Autant dire que, compte tenu des conditions qui sont ainsi posées, l'objectif ne pourra être atteint. Tout ce dispositif est en fait un leurre et participe au marché de dupes qu'a pu constituer sur de nombreux points cette révision constitutionnelle, très en retrait des intentions affichées.
Toujours au regard de la distance que l'on peut parfois constater dans le passage du discours aux actes, je voudrais appeler votre attention sur un point contestable des textes que nous allons examiner ce soir.

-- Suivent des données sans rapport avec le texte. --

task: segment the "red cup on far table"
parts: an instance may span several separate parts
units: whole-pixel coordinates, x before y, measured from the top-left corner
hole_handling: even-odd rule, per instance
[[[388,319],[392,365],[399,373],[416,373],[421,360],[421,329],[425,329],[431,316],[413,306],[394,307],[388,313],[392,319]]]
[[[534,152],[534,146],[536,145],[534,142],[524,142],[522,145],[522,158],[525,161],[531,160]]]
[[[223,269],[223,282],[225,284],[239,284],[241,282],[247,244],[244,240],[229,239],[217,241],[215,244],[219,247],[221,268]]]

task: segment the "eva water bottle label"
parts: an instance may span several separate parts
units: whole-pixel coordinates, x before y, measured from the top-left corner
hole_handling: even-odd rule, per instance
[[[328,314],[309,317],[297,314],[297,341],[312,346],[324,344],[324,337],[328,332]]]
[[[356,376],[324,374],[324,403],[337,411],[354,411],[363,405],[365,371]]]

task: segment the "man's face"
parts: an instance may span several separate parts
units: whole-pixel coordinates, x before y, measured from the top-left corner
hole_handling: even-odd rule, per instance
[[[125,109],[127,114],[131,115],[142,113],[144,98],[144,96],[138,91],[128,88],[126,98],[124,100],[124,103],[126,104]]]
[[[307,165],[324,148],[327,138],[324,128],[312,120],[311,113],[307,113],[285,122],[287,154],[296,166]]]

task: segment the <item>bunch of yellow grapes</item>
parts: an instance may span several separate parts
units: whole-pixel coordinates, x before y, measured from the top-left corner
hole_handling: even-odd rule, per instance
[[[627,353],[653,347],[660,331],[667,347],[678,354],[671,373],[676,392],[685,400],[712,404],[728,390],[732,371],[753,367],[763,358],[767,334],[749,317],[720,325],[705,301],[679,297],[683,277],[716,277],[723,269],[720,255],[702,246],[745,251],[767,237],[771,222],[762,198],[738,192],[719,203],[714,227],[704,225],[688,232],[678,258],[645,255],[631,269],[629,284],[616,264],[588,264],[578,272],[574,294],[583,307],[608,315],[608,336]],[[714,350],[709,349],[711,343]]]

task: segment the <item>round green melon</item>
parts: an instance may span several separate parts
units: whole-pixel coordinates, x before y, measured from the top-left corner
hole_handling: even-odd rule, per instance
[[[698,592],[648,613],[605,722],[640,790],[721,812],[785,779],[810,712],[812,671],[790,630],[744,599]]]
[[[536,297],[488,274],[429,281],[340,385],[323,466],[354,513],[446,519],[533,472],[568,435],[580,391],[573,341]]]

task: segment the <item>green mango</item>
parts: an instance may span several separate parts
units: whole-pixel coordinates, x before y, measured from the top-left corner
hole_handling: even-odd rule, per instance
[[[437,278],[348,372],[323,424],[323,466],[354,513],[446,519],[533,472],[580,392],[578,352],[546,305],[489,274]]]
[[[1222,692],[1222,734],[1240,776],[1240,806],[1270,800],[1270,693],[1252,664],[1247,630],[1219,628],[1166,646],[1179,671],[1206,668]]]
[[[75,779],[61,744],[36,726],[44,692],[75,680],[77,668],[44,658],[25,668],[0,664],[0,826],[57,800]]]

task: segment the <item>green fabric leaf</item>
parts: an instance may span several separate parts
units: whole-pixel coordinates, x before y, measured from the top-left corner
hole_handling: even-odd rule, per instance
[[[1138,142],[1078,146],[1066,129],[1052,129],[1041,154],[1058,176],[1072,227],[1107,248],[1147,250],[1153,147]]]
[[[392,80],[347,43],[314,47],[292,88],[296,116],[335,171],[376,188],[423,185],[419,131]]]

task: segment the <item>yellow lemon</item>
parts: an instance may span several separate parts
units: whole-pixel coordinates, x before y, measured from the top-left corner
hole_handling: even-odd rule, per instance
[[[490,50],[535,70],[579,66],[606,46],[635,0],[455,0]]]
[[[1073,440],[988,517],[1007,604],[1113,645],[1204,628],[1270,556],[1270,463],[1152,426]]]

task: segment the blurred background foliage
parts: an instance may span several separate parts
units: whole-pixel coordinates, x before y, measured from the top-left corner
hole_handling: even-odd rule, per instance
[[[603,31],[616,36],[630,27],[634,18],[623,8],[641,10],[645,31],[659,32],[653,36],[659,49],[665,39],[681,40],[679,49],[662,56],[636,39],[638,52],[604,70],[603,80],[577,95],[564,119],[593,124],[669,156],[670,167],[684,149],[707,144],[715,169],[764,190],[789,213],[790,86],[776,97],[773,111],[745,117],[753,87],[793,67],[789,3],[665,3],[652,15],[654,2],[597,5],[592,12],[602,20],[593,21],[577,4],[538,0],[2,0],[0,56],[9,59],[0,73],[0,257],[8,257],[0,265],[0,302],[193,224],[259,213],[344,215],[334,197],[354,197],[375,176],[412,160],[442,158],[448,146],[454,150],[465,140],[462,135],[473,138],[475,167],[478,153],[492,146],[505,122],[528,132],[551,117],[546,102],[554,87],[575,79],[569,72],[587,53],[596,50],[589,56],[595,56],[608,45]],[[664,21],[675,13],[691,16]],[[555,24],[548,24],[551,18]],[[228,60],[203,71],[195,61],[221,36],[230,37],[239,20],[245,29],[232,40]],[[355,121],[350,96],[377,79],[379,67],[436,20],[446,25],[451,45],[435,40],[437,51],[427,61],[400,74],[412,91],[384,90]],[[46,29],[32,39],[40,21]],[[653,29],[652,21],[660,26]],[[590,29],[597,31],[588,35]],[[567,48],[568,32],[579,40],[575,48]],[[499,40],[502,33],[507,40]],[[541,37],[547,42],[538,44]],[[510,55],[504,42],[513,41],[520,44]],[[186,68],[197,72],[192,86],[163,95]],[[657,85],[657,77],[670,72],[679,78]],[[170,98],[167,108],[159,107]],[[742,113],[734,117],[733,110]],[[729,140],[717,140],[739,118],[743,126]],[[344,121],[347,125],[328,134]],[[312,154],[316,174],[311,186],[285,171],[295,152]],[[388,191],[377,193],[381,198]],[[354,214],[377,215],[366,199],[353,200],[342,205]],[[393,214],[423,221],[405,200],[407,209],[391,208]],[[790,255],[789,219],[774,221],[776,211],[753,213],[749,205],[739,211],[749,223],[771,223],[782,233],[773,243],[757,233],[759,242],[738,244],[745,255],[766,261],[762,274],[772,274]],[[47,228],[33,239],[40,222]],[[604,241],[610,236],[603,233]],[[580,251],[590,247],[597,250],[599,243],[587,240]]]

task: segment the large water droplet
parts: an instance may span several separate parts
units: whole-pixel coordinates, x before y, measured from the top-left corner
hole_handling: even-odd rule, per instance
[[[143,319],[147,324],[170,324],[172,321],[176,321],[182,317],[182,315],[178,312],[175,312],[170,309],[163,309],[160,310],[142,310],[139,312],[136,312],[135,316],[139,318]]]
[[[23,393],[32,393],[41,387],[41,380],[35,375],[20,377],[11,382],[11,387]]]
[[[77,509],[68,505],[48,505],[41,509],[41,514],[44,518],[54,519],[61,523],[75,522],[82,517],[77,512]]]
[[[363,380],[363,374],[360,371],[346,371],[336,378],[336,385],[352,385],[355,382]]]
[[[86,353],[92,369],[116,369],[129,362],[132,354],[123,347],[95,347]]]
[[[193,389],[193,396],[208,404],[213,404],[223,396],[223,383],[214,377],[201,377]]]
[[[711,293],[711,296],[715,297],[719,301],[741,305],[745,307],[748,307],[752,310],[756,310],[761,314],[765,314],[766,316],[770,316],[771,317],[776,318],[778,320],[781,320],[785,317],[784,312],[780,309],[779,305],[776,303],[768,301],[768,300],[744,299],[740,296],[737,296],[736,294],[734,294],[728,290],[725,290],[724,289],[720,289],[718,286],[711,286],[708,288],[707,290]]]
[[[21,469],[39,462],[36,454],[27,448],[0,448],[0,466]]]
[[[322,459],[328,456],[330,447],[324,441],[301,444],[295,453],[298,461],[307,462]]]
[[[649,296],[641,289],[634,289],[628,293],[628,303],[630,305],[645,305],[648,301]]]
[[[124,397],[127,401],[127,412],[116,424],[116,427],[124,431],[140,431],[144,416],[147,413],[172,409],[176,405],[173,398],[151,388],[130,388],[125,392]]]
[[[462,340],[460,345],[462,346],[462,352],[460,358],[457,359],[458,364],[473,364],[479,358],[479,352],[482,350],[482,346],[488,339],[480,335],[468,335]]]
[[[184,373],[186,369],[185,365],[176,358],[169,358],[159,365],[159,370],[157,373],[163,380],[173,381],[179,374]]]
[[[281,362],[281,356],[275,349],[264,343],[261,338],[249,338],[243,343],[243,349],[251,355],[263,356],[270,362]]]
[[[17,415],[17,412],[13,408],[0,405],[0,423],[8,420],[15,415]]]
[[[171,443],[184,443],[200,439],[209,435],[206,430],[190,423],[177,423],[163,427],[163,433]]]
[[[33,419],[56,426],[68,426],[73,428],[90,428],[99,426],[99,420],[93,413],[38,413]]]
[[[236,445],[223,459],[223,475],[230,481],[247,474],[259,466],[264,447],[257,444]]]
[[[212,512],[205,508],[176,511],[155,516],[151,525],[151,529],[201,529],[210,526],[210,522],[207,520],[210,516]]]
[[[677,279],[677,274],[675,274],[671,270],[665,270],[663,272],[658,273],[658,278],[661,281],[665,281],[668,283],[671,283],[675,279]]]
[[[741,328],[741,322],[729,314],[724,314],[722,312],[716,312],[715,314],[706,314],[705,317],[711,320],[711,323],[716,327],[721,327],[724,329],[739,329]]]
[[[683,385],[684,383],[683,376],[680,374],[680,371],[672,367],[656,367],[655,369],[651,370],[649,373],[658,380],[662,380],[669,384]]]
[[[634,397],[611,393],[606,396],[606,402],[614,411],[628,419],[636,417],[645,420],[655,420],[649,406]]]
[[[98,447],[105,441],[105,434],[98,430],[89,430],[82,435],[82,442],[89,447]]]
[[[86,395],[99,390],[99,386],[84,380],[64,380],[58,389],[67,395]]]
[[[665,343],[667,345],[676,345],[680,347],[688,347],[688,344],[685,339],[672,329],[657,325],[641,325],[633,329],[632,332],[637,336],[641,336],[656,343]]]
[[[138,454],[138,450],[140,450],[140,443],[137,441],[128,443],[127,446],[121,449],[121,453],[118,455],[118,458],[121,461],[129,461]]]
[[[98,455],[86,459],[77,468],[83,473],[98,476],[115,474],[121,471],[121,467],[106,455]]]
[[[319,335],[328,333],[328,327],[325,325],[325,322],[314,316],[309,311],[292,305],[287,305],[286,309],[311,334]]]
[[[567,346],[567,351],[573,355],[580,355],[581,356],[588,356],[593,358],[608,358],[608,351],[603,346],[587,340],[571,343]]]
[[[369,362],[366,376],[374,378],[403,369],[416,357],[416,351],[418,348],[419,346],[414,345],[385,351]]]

Le texte du Gouvernement proposait en effet que le président de l'Autorité de sûreté nucléaire voie sa nomination avalisée par la commission de l'Assemblée chargée du développement durable, créée à la suite de la réforme constitutionnelle entraînant une réforme du règlement de notre assemblée. La création de cette commission est une très bonne chose, mais nous ne lui donnons pas le pouvoir qui devrait lui être conféré.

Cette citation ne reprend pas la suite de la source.